Questa settimana, il Tesoro ha emesso BTp in dollari per 3 miliardi, ricevendo ordini per 9,3 miliardi, oltre 3 volte superiori. L’offerta iniziale era stimata in 2,5 miliardi, ma evidentemente il buon riscontro sui mercati ha indotto il Tesoro ad aumentarla. La scadenza è stata fissata per il 17 febbraio 2026, per cui il bond è un quinquennale. Quanto alla cedola, è dell’1,25% fissa annua, mentre il prezzo di collocamento è stato di 99,638, un po’ sotto la pari, per cui il rendimento alla scadenza è risultato essere dell’1,322%. Considerando che sui 5 anni a malapena il BTp in euro offre poco più di zero, siamo dinnanzi a una buona opportunità di investimento e di diversificazione del portafoglio, pur a fronte di un rischio di cambio da tenere in debita considerazione.

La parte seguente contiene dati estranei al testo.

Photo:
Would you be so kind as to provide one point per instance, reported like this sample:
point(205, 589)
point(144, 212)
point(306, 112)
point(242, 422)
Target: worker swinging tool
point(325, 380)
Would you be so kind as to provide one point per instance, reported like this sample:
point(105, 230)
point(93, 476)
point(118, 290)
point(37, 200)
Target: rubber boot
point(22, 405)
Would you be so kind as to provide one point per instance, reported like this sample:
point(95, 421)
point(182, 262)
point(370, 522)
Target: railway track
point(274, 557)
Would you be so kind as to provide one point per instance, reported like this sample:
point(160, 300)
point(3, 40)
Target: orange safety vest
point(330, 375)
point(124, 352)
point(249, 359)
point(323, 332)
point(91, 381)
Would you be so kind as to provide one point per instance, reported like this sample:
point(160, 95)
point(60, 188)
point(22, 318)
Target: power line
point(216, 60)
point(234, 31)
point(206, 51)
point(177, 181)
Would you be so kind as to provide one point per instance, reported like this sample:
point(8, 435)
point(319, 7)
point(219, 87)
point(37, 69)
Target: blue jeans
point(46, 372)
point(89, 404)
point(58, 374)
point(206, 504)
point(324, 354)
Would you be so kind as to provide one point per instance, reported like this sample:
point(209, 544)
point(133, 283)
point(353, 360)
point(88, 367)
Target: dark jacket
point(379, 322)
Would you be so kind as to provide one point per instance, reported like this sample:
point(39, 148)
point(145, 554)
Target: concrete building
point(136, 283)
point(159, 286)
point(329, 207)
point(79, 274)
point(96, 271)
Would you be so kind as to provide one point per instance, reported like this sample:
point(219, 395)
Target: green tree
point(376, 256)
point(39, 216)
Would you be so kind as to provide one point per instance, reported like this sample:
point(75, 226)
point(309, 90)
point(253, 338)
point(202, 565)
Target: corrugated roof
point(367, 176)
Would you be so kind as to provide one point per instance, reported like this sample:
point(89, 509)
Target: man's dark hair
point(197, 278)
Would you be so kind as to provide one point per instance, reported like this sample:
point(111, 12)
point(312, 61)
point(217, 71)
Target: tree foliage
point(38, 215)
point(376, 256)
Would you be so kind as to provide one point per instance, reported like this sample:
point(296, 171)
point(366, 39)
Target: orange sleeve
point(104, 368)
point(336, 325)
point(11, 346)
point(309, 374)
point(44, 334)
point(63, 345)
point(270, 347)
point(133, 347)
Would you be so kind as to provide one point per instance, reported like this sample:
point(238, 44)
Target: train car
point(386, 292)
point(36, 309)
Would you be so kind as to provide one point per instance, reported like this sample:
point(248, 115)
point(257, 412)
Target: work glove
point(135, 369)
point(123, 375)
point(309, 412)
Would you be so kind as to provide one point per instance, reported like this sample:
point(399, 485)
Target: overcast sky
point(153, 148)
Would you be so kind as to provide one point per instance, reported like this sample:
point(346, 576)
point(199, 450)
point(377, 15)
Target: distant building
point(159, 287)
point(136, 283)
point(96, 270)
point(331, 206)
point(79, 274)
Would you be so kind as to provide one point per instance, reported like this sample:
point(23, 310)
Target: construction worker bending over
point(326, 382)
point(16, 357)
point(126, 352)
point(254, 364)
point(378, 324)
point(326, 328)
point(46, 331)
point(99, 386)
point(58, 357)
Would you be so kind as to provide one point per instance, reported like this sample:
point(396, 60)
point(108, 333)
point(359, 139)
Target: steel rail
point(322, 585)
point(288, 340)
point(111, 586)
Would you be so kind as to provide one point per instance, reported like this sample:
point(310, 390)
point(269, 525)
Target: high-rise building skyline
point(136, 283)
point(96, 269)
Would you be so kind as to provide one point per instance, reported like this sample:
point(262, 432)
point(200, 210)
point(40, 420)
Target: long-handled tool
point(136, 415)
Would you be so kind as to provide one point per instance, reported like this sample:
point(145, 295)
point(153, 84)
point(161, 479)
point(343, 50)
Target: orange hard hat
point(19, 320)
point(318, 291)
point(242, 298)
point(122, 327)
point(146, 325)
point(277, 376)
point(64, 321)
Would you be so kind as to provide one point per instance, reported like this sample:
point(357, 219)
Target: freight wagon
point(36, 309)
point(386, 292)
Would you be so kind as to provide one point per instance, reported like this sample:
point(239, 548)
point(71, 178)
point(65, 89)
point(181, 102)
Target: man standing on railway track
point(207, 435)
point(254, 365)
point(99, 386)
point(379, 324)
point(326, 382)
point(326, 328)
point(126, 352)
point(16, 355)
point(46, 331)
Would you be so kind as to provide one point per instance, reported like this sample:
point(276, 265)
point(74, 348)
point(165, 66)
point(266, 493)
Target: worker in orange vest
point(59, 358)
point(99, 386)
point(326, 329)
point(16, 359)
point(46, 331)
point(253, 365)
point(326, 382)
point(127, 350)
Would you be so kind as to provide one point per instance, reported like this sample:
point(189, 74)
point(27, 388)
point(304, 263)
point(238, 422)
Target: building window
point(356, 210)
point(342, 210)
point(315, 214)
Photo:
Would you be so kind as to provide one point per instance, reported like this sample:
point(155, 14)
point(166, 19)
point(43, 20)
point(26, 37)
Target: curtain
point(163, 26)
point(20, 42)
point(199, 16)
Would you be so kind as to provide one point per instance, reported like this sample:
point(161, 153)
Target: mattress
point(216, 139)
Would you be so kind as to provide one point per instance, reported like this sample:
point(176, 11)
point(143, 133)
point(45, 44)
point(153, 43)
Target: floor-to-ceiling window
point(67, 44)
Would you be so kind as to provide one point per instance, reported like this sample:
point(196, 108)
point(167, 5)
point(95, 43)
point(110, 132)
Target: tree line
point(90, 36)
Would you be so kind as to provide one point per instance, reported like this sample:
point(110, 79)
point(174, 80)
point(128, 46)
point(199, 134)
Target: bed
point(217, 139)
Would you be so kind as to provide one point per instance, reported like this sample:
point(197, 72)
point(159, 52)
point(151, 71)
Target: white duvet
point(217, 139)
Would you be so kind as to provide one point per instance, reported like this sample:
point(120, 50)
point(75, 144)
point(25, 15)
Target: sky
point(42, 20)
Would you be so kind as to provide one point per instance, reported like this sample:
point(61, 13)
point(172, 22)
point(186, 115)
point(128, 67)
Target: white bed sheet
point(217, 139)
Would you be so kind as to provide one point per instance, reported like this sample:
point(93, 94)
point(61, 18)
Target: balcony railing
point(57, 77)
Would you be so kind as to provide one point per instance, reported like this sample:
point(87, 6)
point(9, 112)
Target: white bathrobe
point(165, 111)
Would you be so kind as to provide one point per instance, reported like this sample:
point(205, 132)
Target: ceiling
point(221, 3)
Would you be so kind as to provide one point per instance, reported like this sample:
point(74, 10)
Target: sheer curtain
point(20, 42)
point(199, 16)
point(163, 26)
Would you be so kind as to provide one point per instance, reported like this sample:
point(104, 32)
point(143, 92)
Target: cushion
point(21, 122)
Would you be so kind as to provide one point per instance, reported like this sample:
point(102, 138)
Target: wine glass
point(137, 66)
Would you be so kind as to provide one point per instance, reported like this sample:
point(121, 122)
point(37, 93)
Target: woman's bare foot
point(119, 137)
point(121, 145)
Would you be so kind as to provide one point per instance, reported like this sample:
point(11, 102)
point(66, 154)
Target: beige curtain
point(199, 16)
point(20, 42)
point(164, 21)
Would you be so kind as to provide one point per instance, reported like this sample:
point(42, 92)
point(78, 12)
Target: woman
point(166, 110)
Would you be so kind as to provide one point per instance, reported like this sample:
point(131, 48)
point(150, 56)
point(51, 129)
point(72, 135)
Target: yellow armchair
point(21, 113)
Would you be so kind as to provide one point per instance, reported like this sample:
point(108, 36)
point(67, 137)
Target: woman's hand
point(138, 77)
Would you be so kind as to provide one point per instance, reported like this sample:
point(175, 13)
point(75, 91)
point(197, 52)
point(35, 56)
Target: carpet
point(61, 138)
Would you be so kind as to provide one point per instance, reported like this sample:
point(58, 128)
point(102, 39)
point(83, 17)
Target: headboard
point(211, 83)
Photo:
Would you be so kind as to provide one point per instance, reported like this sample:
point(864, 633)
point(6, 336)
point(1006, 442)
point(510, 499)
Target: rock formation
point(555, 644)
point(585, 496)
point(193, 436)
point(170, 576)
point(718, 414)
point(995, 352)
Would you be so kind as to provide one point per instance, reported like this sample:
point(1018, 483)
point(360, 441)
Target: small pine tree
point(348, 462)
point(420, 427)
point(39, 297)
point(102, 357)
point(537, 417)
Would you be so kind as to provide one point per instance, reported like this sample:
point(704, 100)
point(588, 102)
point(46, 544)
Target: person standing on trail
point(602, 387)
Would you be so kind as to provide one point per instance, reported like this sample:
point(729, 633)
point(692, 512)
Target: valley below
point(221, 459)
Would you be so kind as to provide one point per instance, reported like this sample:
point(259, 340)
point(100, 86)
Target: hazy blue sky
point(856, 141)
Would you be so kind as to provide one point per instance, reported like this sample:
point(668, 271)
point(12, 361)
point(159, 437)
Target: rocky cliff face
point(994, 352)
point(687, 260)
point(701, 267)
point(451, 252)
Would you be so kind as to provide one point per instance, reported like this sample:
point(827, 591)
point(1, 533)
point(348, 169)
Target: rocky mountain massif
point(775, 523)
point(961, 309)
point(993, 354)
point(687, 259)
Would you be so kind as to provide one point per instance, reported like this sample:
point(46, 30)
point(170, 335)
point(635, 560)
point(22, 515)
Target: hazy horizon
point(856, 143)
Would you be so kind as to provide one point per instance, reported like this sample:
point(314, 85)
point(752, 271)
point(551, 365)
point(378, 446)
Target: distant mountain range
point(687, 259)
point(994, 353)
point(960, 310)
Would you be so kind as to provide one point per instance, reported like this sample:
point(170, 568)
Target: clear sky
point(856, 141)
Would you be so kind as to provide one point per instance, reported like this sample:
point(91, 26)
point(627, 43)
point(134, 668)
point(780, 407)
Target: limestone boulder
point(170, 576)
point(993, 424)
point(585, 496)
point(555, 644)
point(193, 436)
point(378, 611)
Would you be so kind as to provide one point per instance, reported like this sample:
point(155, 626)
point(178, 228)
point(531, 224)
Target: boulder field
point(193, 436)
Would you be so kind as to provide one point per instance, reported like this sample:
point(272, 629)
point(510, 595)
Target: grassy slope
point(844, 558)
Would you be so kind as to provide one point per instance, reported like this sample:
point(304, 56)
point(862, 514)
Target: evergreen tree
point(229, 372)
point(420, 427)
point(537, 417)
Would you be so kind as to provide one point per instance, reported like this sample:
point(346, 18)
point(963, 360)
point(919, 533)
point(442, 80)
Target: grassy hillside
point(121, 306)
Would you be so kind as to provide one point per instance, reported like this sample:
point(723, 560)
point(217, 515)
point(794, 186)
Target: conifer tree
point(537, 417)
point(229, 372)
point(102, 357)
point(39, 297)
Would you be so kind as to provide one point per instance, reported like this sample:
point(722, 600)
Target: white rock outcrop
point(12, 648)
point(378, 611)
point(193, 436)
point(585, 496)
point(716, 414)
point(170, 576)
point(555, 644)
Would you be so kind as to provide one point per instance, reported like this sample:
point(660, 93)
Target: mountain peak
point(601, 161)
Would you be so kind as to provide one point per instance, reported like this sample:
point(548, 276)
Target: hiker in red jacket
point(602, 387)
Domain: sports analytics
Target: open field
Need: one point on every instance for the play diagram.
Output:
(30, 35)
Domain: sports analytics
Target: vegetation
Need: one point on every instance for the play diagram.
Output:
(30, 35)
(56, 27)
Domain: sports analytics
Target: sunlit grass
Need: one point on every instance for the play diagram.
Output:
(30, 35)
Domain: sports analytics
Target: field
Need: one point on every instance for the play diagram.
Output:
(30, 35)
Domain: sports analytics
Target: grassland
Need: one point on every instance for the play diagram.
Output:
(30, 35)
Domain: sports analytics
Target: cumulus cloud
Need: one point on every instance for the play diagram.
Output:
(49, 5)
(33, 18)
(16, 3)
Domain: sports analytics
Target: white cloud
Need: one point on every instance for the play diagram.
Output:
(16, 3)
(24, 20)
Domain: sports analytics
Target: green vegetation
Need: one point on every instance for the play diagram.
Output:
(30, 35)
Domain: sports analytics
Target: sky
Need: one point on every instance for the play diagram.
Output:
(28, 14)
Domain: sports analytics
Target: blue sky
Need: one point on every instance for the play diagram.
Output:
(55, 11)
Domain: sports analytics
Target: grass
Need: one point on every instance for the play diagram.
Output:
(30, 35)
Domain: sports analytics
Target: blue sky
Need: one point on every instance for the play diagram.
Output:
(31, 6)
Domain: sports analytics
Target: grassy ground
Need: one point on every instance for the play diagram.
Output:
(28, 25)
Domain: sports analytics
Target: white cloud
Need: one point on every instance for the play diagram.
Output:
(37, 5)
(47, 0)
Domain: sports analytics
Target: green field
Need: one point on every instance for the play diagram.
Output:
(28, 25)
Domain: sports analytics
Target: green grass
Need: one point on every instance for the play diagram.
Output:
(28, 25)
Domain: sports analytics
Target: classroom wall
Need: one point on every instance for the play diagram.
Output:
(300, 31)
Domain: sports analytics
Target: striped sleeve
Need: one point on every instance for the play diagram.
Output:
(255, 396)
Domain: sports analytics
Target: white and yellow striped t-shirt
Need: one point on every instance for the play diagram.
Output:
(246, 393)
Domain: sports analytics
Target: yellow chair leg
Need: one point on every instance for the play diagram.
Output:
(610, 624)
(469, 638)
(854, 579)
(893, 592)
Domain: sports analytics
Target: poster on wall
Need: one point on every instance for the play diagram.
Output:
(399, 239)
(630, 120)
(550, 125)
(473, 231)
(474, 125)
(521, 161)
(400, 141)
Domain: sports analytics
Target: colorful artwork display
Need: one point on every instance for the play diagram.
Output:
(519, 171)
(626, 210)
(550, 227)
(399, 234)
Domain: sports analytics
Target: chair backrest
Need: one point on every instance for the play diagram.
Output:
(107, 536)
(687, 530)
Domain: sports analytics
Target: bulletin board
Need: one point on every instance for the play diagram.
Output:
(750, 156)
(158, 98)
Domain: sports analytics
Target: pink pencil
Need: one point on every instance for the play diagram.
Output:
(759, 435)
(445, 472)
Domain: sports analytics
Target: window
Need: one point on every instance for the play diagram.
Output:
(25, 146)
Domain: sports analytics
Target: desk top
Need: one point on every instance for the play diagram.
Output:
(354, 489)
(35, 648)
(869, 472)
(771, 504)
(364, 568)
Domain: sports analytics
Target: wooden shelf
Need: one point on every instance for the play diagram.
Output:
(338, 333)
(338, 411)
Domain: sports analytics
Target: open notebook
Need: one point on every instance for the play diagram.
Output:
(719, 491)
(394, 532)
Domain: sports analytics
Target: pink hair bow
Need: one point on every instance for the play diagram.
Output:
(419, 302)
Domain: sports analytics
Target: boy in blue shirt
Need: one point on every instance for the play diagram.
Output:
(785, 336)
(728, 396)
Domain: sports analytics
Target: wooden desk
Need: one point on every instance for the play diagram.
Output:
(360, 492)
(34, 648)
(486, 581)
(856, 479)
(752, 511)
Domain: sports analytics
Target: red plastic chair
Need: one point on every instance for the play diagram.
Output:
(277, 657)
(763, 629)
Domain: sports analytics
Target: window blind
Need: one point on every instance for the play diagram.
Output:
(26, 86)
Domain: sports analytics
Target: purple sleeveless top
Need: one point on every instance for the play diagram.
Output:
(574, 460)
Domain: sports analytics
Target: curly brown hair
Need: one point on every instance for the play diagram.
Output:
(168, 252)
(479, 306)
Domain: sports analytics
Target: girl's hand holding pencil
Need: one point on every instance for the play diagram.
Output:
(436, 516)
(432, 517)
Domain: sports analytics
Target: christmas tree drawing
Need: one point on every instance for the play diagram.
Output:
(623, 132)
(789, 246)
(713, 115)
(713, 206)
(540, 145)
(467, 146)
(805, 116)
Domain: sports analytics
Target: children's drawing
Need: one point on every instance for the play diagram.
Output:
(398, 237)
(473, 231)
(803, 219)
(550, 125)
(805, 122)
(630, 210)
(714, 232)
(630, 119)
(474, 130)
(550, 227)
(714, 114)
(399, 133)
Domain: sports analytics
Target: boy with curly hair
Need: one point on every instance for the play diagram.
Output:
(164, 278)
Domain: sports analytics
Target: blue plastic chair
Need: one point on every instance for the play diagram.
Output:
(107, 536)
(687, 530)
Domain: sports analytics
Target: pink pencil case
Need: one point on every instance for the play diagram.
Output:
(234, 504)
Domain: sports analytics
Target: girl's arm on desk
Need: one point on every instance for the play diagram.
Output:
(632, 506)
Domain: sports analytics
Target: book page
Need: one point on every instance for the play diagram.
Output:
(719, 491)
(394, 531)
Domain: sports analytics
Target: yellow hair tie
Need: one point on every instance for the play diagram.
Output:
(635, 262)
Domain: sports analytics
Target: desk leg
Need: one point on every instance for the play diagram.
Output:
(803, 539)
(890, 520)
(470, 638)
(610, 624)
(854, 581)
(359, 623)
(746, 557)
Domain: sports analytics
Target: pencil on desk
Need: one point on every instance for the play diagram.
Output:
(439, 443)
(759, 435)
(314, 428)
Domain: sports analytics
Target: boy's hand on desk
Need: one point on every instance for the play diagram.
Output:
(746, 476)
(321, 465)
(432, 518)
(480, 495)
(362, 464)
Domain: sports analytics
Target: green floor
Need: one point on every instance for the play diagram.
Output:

Ecco il BTp febbraio 2026 in dollari, conveniente per chi?
Perché il Tesoro ha voluto emettere un nuovo titolo in valuta americana, quando può rifinanziarsi a costi molto più bassi in euro? Per due ragioni: diversificare le fonti di approvvigionamento dei capitali, puntando sul mercato americano; scommettere sul cambio e sperare che l’indebolimento del dollaro da qui alla scadenza sia almeno non inferiore all’extra-costo sostenuto.
Gli investitori americani sono anch’essi a caccia di rendimento negli ultimi mesi. I Treasuries sono andati a ruba con l’emergenza Covid e i rendimenti lungo la curva sono scesi ai minimi storici. Il decennale oggi offre meno dello 0,90%, a fronte di quasi l’1,90% ad inizio anno. Tuttavia, dai risultati del collocamento emerge una verità molto diversa da quella che ci immaginavamo: gli ordini arrivati dalle Americhe, per cui non soltanto dagli USA, hanno inciso per appena il 18% del totale. Per il 67% sono arrivati dalla stessa Europa, di cui il 21% dagli investitori istituzionali italiani, per il 7% dal Regno Unito, il 7% da Medio Oriente e Africa e 1% dall’Asia.
Gli effetti possibili sul trading del bond
Cosa significa tutto ciò? Che i BTp in dollari non hanno fatto gola agli americani per inserirli in portafoglio e accrescere la “yield” media.
Il fatto, invece, che per la quasi totalità i BTp in dollari siano finiti nei portafogli di investitori non americani ci induce a ritenere che questi titoli saranno abbastanza scambiati con il trascorrere del tempo. E questo sarebbe da un lato un rischio, nel caso in cui prevalessero le vendite man mano che il dollaro s’indebolisse, dall’altro un’opportunità per via della maggiore liquidità degli scambi. Quanto, poi, alla natura degli investitori, per il 38% si è trattato di fund manager, il 30% di banche, 13% banche centrali e altre istituzioni governative, 13% assicurazioni e fondi pensione, 3% fondi speculativi e 3% altro. Anche qui, siamo in presenza di una forte componente apparentemente non cassettista, quali sarebbero i fondi e le banche. A conferma di quanto sopra scritto, cioè che i BTp in dollari saranno verosimilmente molto compravenduti da qui alla scadenza.